I'd like to implement a memory sharing solution using multiprocessing.manager
, essentially swapping out the ModelProvider.models
dict
with a shared memory multiprocessing.manager.dict
. But, I would appreciate it if you would merge my previous PR first as I am not very familiar with git and would like to avoid having 2 working branches.
hey @ZachZimm
Thanks for the patience, I was unavaible this last week.
That would be fantastic, no problem!
I left some comments
So I tried implementing shared memory with multiprocessing.Manager
but I found that mlx's lm_load
would hang and eventually complain about something not being serializable. I really don't know what the proper way to go about sharing the model in memory is if this approach doesn't work, but maybe building ModelProvider up into a process separate from the FastAPI app (exclusively for model management, and providing a pointer to the model object to FastAPI workers) would be a workable approach?

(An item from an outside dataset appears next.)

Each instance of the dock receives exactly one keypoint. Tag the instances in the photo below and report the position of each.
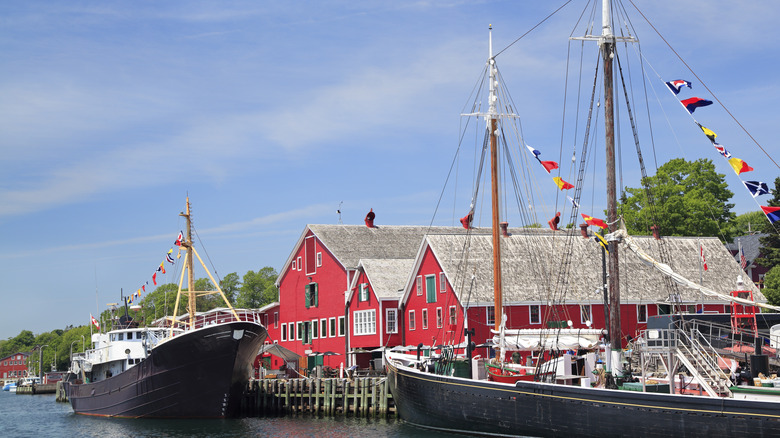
(360, 397)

In the current workers implementation, each worker creates its own ModelProvider, and so they do not share information about which models have been loaded into memory. This may be the cause of #26, but they may have simply been experiencing the fact that MLX models increase their memory usage with context usage (unlike GGUF).
To produce the issue: note: due to the nature of FastAPI workers, the following is more likely to occur the higher the number of workers
fastmlx % uvicorn fastmlx:app --workers 2
Suggested: Change the default number of workers to 1 until a better approach to CPU parallelism is implemented.